The large FK506-binding protein FKBP52 has been characterized as an important positive regulator of androgen, glucocorticoid and progesterone receptor signaling pathways. FKBP52 associates with receptor-Hsp90 complexes and is proposed to have roles in both receptor hormone binding and receptor subcellular localization. Data from biochemical and cellular studies have been corroborated in whole animal models as fkbp52-deficient male and female mice display characteristics of androgen, glucocorticoid and/or progesterone insensitivity. FKBP52 receptor specificity and the specific phenotypes displayed by the fkbp52-deficient mice have firmly established FKBP52 as a promising target for the treatment of a variety of hormone-dependent diseases. Recent studies demonstrated that the FKBP52 FK1 domain and the proline-rich loop within this domain are functionally important for FKBP52 regulation of receptor function. Based on these data, efforts are currently underway to target the FKBP52 FK1 domain and the proline-rich loop with small molecule inhibitors.

Figure 1. Three-Dimensional Structure for FKBP52

A composite of two partial structures for human FKBP52 (protein databank numbers 1Q1C and 1P5Q). The left panel illustrates the FKBP52 structure in ribbon format and the right panel in molecular surface format. The individual domains as well as regions of functional importance are individually colored. The TPR domain (red) allows association with Hsp90-receptor complexes through interaction with the Hsp90 EEVD motif. The FK1 domain (blue) contains the PPIase active site as well as the proline-rich loop (orange), which is proposed to serve as an interaction surface. FK1 is linked to the FK2 domain (green) by way of the FK Linker (yellow). FK2, although similar to FK1, lacks PPIase activity. The FK Linker contains a casein kinase 2 phosphorylation site that, when phosphorylated, abrogates FKBP52 function. The two partial structures were overlayed and the figure was created using UCSF Chimera version 1.5.

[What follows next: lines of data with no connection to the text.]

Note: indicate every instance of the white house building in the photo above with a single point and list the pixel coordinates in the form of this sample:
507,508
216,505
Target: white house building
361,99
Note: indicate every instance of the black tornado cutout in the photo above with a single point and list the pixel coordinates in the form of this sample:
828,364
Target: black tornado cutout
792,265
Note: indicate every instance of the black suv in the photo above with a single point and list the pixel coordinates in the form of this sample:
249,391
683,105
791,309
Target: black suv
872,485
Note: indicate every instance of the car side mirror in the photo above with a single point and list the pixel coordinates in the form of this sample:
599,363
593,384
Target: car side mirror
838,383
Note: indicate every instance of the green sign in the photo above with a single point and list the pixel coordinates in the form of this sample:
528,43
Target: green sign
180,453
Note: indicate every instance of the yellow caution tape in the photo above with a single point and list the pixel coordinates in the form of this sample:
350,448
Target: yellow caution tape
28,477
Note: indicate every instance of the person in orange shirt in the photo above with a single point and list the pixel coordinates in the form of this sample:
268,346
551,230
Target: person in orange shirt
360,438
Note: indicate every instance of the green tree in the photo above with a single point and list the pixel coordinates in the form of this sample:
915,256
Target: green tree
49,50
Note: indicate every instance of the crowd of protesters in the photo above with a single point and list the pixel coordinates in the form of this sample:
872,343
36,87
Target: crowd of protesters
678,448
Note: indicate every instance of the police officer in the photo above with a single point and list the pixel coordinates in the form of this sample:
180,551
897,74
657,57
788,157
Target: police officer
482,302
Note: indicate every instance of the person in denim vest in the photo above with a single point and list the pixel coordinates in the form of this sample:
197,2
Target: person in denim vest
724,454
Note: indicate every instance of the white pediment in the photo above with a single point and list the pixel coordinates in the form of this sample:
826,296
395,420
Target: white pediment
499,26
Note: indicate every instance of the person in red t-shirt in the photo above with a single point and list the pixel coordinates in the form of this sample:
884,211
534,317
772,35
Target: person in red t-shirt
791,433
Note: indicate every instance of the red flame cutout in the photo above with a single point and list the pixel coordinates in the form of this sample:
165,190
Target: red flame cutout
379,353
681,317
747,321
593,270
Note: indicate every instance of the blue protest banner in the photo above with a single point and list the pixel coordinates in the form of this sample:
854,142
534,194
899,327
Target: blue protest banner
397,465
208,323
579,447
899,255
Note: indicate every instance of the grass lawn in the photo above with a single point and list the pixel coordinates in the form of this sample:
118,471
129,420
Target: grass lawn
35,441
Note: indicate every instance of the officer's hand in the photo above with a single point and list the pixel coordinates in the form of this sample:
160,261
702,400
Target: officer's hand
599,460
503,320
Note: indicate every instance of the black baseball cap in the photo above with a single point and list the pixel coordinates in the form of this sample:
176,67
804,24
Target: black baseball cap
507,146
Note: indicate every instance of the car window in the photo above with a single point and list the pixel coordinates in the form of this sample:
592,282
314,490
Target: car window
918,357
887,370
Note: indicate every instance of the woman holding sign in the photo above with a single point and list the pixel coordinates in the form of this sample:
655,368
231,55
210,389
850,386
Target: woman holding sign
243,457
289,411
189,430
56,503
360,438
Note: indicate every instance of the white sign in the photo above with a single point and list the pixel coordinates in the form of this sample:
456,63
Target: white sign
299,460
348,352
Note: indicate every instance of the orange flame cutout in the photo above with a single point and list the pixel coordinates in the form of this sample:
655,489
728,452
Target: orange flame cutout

Figure 2. FKBP52 Interactions and Targeting Strategies

Interactions: Known (solid arrow) and predicted (dashed arrow) interactions between FKBP52, Hsp90 and the receptor are shown. FKBP52 is known to interact with the C-terminal EEVD on Hsp90 and Hsp90 interacts with the receptor ligand binding domain. Based on the available evidence it is hypothesized that Hsp90 brings the FKBP52 FK1 domain, the proline-rich loop in particular, in close proximity to the receptor LBD where FKBP52 at least contacts the receptor leading to regulation of receptor hormone binding and subcellular localization. Targeting the interactions: Several drugs and drug candidates are available for disrupting receptor-Hsp90 complexes. The Hsp90 inhibitor geldanamycin and derivatives bind to the N-terminal nucleotide-binding site, which disrupts complex formation and leads to receptor degradation. However, this class of compounds lacks Hsp90 client protein specificity and has been ineffective in prostate cancer. The immunosuppressive ligand FK506 binds the FKBP52 PPIase pocket and is known to disrupt FKBP52 regulation of receptor. However, this drug lacks FKBP protein specificity and is highly immunosuppressive. If the FK1 domain and the proline-rich loop do serve as an interaction surface, then targeting those interactions is likely to be a viable option.